Мама была счастлива. «Словно выйдя на волю, после многолетнего заключения в тюрьме, она стала разговорчива, общительна, страшно любопытна ко всему окружающему… Она как будто впервые заметила свою красоту, впервые за многие годы купила себе новую шляпку, а на зиму сшила у портнихи „ротонду“ – новое пальто без рукавов», – это все случилось в «Серебряном гербе», еще когда герой получил аттестат. Теперь мама получила право радоваться еще больше и всем знакомым рассказывать: «Сын у меня, знаете, писатель».
Но писателем сын сделался далеко не сразу. Он приносил статьи в «Одесские новости», и они там валялись, как это и до сих пор водится в российских газетах и журналах, пока не подвернется случай, свободная полоса, дыра в номере, чтобы опубликовать залежавшийся материал молодого автора. Или пока у главного редактора не дойдут руки. Руки доходили долго: Чуковский долго еще ходил во внештатниках, таская небольшие заметочки, чаще о спектаклях или художественных выставках, и тщательно выбирая время, чтобы – чаще всего безуспешно, – поинтересоваться их судьбой. Об этом в дневнике есть забавные и горестные строки: «Хейфец был занят, статьи моей не прочел, и она сегодня не пошла. Я встретил Хейфеца на улице. Раскланялся – и, памятуя совет Альталены, – даже не заикнулся о статье. Так – лучше». Со временем Чуковский стал публиковаться больше и, наконец, стал профессиональным газетчиком. Изредка выступал с большими, «программными» статьями. Но в основном работа была мелкая, будничная. Чего он только не писал – святочные рассказы, рецензии, мелкие заметки, какие порой даже не подписываются и не имеют ровно никакого отношения к личности пишущего. Это нормальная безумная газетная работа, одинаковая во все времена, – тогда его еще не начало тошнить от мелкой поденщины.
Денег журналистика поначалу больших не приносила, и он по-прежнему учительствовал (три рубля в месяц с ученика), писал сочинения на любые темы (три рубля штука) и чего только еще не писал ради лишнего полтинника.
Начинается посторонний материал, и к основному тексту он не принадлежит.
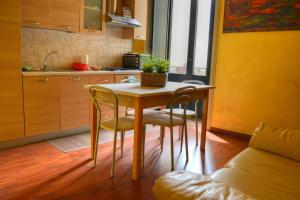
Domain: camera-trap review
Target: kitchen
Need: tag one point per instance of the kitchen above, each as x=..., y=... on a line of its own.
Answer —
x=55, y=34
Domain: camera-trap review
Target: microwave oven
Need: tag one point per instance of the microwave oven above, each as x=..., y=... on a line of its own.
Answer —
x=133, y=61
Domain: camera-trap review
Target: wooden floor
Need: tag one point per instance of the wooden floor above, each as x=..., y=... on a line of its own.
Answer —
x=40, y=171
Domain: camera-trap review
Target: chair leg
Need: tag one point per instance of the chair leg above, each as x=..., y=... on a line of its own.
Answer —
x=186, y=142
x=181, y=135
x=96, y=144
x=114, y=155
x=162, y=136
x=143, y=146
x=122, y=142
x=172, y=148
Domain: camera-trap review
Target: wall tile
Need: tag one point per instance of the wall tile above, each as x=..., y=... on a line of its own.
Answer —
x=104, y=50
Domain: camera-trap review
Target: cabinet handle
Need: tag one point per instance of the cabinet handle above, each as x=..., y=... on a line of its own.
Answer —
x=65, y=28
x=43, y=80
x=33, y=23
x=102, y=81
x=75, y=79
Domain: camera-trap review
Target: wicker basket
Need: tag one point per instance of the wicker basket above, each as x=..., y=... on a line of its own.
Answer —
x=153, y=79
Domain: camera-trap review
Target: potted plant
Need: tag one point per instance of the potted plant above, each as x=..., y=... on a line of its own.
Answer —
x=154, y=72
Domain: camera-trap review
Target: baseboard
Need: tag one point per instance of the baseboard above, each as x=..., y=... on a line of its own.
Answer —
x=231, y=133
x=40, y=138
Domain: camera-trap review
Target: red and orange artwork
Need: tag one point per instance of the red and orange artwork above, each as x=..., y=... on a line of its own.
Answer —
x=261, y=15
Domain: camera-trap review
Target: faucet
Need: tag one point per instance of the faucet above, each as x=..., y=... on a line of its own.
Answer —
x=45, y=64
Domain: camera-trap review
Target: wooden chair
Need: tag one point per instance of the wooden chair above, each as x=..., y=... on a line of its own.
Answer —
x=189, y=113
x=106, y=98
x=181, y=96
x=129, y=111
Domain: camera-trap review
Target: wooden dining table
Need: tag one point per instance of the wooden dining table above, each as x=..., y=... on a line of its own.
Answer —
x=133, y=95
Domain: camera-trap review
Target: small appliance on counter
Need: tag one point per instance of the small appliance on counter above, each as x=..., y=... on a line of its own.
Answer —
x=133, y=61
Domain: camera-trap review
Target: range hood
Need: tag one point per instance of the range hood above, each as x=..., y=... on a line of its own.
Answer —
x=114, y=20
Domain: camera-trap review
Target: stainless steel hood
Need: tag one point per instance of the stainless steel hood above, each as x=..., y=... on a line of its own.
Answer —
x=114, y=20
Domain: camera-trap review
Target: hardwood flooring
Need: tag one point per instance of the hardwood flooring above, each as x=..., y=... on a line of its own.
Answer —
x=40, y=171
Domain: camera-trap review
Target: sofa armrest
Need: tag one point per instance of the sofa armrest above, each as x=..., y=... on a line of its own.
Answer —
x=184, y=185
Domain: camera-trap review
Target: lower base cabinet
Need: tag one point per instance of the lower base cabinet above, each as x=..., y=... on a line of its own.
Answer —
x=41, y=105
x=60, y=103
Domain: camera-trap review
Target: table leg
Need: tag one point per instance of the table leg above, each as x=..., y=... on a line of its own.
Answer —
x=204, y=121
x=137, y=146
x=93, y=124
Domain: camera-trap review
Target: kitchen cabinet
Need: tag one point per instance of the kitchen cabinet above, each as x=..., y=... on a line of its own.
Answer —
x=65, y=15
x=140, y=13
x=92, y=16
x=120, y=77
x=11, y=96
x=61, y=15
x=41, y=104
x=74, y=102
x=35, y=13
x=102, y=79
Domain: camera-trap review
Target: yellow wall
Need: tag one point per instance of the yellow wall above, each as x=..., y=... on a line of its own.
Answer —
x=257, y=79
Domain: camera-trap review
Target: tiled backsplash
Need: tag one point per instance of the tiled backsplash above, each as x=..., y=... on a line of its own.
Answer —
x=104, y=50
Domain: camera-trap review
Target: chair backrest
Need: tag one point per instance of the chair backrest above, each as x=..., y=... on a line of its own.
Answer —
x=125, y=80
x=194, y=82
x=105, y=99
x=182, y=96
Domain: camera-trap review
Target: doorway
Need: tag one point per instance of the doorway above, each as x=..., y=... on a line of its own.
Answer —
x=190, y=39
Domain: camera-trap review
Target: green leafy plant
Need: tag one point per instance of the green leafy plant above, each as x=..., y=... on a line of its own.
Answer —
x=162, y=66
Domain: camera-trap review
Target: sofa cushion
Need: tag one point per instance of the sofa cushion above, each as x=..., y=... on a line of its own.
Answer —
x=281, y=141
x=262, y=175
x=189, y=186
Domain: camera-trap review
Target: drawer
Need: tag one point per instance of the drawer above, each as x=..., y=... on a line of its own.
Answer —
x=102, y=79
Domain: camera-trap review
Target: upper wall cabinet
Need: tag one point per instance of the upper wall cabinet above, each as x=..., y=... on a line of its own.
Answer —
x=35, y=13
x=92, y=15
x=65, y=15
x=52, y=14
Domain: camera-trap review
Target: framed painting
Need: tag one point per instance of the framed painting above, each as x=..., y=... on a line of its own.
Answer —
x=261, y=15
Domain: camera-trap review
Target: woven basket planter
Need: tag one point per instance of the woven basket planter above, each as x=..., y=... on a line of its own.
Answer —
x=153, y=79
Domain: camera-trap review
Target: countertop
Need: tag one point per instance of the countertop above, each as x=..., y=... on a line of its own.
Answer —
x=74, y=73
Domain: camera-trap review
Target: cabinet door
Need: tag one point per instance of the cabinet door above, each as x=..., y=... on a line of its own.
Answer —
x=35, y=13
x=65, y=15
x=11, y=94
x=74, y=101
x=120, y=77
x=140, y=14
x=92, y=16
x=41, y=105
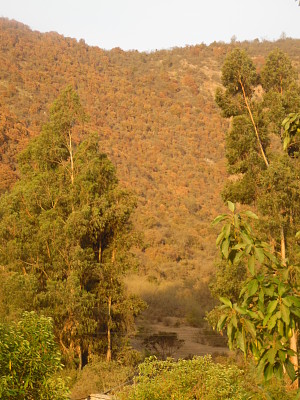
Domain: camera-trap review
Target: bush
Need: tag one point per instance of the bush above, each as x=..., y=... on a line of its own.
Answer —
x=198, y=378
x=30, y=360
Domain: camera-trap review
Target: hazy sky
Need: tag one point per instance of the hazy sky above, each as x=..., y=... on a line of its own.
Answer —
x=156, y=24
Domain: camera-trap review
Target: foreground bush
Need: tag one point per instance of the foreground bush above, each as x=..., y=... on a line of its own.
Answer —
x=198, y=378
x=30, y=360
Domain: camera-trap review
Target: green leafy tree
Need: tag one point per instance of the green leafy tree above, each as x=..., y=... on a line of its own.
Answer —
x=30, y=360
x=262, y=320
x=262, y=155
x=67, y=224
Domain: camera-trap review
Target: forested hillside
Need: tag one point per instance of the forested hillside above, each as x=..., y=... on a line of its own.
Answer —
x=156, y=119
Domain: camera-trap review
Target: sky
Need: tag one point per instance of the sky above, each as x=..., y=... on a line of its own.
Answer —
x=148, y=25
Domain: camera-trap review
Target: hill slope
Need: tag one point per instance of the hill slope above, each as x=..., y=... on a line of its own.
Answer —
x=156, y=119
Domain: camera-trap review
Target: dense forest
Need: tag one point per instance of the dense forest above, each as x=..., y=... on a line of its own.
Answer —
x=155, y=117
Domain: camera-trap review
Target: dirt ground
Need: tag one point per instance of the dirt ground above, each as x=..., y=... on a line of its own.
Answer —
x=195, y=340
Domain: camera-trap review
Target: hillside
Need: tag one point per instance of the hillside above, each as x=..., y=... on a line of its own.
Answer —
x=156, y=119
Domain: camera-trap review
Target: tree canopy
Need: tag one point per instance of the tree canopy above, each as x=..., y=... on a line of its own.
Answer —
x=66, y=228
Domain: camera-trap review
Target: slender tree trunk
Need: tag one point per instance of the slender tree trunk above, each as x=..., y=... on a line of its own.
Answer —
x=108, y=355
x=294, y=338
x=71, y=158
x=254, y=126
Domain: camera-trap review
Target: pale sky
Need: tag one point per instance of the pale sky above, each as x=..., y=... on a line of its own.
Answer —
x=147, y=25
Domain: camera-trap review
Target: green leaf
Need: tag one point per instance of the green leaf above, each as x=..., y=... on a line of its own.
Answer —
x=272, y=306
x=227, y=229
x=220, y=238
x=218, y=219
x=251, y=265
x=231, y=206
x=252, y=287
x=290, y=370
x=266, y=319
x=225, y=248
x=278, y=371
x=287, y=301
x=271, y=354
x=246, y=238
x=240, y=341
x=282, y=355
x=272, y=322
x=250, y=328
x=226, y=301
x=296, y=312
x=221, y=322
x=285, y=313
x=280, y=327
x=281, y=288
x=268, y=372
x=240, y=310
x=250, y=214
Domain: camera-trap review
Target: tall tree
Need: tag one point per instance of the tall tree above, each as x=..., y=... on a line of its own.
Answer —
x=266, y=168
x=66, y=223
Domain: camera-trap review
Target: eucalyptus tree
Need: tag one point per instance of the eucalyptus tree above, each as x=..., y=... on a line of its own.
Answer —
x=262, y=155
x=66, y=224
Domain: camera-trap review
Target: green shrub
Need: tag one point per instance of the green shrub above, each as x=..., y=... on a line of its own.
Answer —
x=198, y=378
x=30, y=360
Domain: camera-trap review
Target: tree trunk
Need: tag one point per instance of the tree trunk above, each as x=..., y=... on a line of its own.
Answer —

А когда он стал зарабатывать по 25–30 рублей в месяц, – искренне счел себя настоящим богачом: и впрямь, рабочие в тогдашней России зарабатывали вдвое меньше. Жизнь вроде бы наладилась. И все-таки много позже, в 1925 году, на разграбленной куоккальской даче, перечитав чудом сохранившиеся письма этого времени, Чуковский разорвал их с ненавистью: «мучительно читать те письма, которые относятся к одесскому периоду до моей поездки в Лондон», «порвал все письма – уничтожил бы с радостью и само время».